Search code examples
cudathrustdynamic-parallelism

How to call a Thrust function in a stream from a kernel?


I want to make thrust::scatter asynchronous by calling it in a device kernel(I could also do it by calling it in another host thread). thrust::cuda::par.on(stream) is host function that cannot be called from a device kernel. The following code was tried with CUDA 10.1 on Turing architecture.

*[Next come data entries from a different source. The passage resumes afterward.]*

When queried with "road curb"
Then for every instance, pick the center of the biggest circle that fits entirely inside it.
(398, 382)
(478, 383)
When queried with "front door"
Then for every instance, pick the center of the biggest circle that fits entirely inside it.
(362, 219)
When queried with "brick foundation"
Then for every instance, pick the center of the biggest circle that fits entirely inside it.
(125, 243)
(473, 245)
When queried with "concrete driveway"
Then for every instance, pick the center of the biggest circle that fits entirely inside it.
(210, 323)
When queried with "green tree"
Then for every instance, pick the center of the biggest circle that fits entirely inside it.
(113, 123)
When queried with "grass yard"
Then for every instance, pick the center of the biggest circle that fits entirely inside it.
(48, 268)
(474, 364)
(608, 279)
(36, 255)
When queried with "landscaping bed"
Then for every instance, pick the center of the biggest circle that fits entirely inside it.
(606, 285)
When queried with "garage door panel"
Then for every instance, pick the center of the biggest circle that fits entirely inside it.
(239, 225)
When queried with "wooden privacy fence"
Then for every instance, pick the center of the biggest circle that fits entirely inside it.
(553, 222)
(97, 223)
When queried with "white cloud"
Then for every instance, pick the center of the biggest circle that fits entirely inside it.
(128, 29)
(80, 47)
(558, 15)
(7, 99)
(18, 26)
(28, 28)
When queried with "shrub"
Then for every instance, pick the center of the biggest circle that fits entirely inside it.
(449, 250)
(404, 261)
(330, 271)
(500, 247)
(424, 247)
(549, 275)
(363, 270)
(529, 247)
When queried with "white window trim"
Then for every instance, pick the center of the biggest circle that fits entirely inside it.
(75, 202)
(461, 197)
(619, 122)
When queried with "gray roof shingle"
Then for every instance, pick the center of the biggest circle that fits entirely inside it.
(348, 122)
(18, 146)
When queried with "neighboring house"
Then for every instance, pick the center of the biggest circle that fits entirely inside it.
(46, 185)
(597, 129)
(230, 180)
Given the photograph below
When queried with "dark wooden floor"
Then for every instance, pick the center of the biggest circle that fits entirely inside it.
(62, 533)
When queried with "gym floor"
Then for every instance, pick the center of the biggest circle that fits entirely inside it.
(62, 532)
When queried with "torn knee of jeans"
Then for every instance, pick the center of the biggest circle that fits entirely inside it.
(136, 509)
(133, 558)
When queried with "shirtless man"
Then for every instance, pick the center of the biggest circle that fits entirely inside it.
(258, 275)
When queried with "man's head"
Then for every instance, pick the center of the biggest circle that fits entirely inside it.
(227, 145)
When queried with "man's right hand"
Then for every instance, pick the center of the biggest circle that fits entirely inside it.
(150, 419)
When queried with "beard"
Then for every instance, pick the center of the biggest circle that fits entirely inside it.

__global__ void async_scatter_kernel(float* first,
    float* last,
    int* map,
    float* output)
{
    cudaStream_t stream;
    cudaStreamCreateWithFlags(&stream, cudaStreamNonBlocking);
    thrust::scatter(thrust::cuda::par.on(stream), first, last, map, output);
    cudaDeviceSynchronize();
    cudaStreamDestroy(stream);
}

I know thrust uses dynamic parallelism to launch its kernels when called from the device, however I couldn't find a way to specify the stream.


Solution

  • The following code compiles cleanly for me on CUDA 10.1.243:

    $ cat t1518.cu
    #include <thrust/scatter.h>
    #include <thrust/execution_policy.h>
    
    __global__ void async_scatter_kernel(float* first,
        float* last,
        int* map,
        float* output)
    {
        cudaStream_t stream;
        cudaStreamCreateWithFlags(&stream, cudaStreamNonBlocking);
        thrust::scatter(thrust::cuda::par.on(stream), first, last, map, output);
        cudaDeviceSynchronize();
        cudaStreamDestroy(stream);
    }
    
    int main(){
    
      float *first = NULL;
      float *last = NULL;
      float *output = NULL;
      int *map = NULL;
      async_scatter_kernel<<<1,1>>>(first, last, map, output);
      cudaDeviceSynchronize();
    }
    $ nvcc -arch=sm_35 -rdc=true t1518.cu -o t1518
    $ nvcc --version
    nvcc: NVIDIA (R) Cuda compiler driver
    Copyright (c) 2005-2019 NVIDIA Corporation
    Built on Sun_Jul_28_19:07:16_PDT_2019
    Cuda compilation tools, release 10.1, V10.1.243
    $
    

    The -arch=sm_35 (or similar) and -rdc=true are necessary (but not in all cases sufficient) compile switches for any code that uses CUDA Dynamic Parallelism. If you omit, for example, the -rdc=true switch, you get an error similar to what you describe:

    $ nvcc -arch=sm_35 t1518.cu -o t1518
    t1518.cu(11): error: calling a __host__ function("thrust::cuda_cub::par_t::on const") from a __global__ function("async_scatter_kernel") is not allowed
    
    t1518.cu(11): error: identifier "thrust::cuda_cub::par_t::on const" is undefined in device code
    
    2 errors detected in the compilation of "/tmp/tmpxft_00003a80_00000000-8_t1518.cpp1.ii".
    $
    

    So, for the example you have shown here, your compilation error can be eliminated either by updating to the latest CUDA version or by specifying the proper command line, or both.